Final Verdict: Buy Expired Domains or Walk Away?

After running all the checks in this guide, you’ll have enough information to make a clear decision. Here’s a simple framework to help you decide.

SignalBuyWalk Away
Google index checkPages showing in search resultsZero results for an established domain
Safe BrowsingNo unsafe content foundAny malware or phishing flag
Wayback MachineConsistent, legitimate content historySpam, frequent niche changes, or blocked crawler
Backlink profileNatural links from relevant, quality sitesThousands of spammy or manipulated links
Email blacklistsAll green on MXToolboxMultiple red results
WHOIS historyStable, long-term ownershipFrequent ownership changes or suspicious gaps
Google Search ConsoleNo manual actions detectedActive penalty or security issue flagged

If a domain passes every check cleanly, it’s a strong candidate worth pursuing. If it fails two or more checks, the cleanup cost and time will surely outweigh any benefit you’d get from the domain.

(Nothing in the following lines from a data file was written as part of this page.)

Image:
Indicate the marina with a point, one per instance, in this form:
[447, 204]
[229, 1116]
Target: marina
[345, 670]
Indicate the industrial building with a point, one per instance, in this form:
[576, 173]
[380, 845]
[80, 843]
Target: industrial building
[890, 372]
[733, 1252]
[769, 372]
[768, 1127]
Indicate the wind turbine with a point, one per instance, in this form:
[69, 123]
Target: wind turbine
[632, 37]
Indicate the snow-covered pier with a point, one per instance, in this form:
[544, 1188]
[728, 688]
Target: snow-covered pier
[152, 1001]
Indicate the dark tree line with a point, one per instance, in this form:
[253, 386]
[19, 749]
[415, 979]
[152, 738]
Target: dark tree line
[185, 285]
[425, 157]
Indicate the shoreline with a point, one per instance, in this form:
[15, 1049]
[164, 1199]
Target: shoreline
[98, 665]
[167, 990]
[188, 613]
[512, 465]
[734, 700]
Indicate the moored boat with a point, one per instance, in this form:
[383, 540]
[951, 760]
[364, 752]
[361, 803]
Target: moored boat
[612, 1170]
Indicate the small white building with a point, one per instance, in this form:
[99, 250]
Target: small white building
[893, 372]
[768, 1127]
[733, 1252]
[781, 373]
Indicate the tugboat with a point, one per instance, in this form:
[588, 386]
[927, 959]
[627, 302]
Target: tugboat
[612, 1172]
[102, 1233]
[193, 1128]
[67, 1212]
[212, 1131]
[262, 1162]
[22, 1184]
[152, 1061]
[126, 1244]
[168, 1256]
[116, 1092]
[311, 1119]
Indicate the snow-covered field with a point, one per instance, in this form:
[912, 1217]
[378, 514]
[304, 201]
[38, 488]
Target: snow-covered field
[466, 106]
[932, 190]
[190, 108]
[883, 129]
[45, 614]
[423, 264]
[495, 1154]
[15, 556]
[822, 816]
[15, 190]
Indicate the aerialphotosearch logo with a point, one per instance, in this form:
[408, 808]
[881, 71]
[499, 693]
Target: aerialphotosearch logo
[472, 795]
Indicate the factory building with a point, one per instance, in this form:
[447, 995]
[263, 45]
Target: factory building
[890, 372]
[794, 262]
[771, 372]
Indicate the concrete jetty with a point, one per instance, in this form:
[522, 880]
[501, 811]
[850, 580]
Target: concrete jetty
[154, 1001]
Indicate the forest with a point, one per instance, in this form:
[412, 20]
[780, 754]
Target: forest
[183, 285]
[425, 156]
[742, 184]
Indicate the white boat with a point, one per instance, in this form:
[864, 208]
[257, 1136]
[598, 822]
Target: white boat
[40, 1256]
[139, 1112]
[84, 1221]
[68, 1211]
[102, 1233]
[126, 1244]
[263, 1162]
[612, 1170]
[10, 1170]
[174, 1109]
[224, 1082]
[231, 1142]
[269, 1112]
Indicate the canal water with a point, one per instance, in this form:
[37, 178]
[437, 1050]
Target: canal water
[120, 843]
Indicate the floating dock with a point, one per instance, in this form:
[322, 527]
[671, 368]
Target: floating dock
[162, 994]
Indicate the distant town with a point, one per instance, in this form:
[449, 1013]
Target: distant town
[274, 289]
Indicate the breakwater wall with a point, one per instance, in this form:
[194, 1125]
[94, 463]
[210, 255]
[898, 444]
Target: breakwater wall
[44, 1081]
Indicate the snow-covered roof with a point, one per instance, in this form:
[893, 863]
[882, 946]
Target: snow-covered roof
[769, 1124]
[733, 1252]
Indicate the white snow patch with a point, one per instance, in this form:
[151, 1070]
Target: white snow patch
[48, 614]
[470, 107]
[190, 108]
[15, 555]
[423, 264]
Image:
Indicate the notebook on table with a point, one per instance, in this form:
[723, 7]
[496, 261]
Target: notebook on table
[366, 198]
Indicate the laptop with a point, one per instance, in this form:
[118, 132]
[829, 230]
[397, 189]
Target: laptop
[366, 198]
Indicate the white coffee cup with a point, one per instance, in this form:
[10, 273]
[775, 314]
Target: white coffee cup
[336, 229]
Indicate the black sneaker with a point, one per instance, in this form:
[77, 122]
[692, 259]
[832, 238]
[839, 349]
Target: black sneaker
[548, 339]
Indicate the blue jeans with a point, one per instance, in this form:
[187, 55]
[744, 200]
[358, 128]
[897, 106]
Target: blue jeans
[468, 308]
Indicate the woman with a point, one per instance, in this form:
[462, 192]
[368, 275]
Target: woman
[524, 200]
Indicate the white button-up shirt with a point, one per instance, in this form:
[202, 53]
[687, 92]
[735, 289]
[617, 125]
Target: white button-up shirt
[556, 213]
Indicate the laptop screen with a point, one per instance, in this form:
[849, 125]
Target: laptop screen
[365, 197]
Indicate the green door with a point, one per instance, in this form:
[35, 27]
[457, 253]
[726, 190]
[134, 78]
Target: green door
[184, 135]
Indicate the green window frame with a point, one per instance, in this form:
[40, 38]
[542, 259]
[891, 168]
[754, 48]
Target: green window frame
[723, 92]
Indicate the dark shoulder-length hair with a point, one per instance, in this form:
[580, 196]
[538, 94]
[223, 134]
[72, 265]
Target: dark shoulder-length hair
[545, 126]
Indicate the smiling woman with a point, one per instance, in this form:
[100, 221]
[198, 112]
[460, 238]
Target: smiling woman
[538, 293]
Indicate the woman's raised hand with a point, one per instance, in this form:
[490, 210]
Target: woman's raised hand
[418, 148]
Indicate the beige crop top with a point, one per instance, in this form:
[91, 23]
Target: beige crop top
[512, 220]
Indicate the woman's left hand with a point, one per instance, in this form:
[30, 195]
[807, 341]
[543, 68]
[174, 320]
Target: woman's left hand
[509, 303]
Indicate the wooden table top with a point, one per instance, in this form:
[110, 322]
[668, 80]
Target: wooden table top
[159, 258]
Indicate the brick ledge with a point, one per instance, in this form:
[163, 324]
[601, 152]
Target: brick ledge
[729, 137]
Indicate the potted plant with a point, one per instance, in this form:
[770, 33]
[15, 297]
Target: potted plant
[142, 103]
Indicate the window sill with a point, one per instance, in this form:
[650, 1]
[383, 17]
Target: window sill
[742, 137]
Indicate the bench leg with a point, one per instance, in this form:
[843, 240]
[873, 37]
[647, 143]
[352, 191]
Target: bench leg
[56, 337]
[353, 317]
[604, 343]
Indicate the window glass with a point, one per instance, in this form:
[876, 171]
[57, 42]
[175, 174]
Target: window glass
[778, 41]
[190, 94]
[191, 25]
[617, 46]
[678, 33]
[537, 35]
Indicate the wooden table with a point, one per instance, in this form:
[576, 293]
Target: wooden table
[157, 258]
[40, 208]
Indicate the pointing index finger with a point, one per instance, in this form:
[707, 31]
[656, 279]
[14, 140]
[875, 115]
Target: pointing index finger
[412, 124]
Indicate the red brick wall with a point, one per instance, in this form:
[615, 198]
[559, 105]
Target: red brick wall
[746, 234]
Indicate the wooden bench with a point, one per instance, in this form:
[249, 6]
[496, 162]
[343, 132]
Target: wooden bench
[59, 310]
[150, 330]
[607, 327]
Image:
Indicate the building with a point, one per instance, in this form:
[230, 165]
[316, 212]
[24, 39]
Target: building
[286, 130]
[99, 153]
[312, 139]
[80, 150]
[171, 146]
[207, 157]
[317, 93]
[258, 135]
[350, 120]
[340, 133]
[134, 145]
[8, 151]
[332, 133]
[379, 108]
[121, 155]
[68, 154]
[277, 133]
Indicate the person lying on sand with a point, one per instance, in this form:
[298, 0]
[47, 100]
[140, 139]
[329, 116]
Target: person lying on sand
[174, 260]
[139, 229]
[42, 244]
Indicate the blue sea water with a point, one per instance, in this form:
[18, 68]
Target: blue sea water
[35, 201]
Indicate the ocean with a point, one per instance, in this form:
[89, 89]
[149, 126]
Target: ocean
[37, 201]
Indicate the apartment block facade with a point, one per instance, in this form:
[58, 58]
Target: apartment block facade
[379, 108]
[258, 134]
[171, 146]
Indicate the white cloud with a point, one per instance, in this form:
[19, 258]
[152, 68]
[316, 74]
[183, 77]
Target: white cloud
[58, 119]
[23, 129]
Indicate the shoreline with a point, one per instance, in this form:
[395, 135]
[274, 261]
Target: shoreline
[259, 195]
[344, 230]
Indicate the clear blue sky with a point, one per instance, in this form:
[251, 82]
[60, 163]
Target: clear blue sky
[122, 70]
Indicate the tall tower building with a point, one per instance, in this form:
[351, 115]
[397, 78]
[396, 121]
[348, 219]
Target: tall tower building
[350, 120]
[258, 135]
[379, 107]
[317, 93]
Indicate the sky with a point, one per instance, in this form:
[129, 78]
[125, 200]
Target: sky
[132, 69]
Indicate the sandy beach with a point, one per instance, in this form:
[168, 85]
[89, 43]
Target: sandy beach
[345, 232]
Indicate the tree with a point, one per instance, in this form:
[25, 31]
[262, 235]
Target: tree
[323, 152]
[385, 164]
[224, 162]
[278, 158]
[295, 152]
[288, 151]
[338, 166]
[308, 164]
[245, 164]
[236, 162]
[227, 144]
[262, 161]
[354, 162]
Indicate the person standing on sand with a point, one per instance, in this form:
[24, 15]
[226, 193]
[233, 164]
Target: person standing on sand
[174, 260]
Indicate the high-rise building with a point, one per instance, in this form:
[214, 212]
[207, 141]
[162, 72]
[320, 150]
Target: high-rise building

Now, if most of your expiring domains fail the tests, don’t worry. The best investment strategy involves rejecting 95% of expired domains and only pursuing the genuinely clean, valuable 5%. The universe of expiring domains is quite vast. Another clean domain with similar value will expire tomorrow or next week.

Make sure you check DomCop’s list of expiring and expired domains to find the best option available.

How to Check If Expired Domains Are Blackilisted FAQs

Why do domains get blacklisted?

Domains get blacklisted for spam, malware, phishing, or violating Google’s guidelines.

How do I fix a domain blacklist?

First, identify why it is flagged and then fix the root cause, and submit a delisting or reconsideration request to the relevant blacklist operator.

Why is my IP address on a blacklist?

Either spam activity originated from your IP, or you’re on a shared hosting server where another user engaged in spammy behavior.

How to check if a domain is penalized by Google?

Use the site:domain.com command in Google search. If no results appear, the domain may be banned or deindexed. Try all other steps mentioned above to check if an expired domain is blacklisted.

Can I still buy a penalized domain?

Yes, but you’ll need to clean its backlink profile, remove problematic content, and file a reconsideration request. Recovery is possible but not guaranteed.

Are expired domains bad for SEO?

Not necessarily. A clean expired domain with quality backlinks can be very powerful. The key is avoiding spammy backlinks, toxic anchors, and a messy content history.

How long does it take to recover from a Google penalty?

Depending on the severity, recovery can take anywhere from a few weeks to several months after submitting a reconsideration request and cleaning up the issues.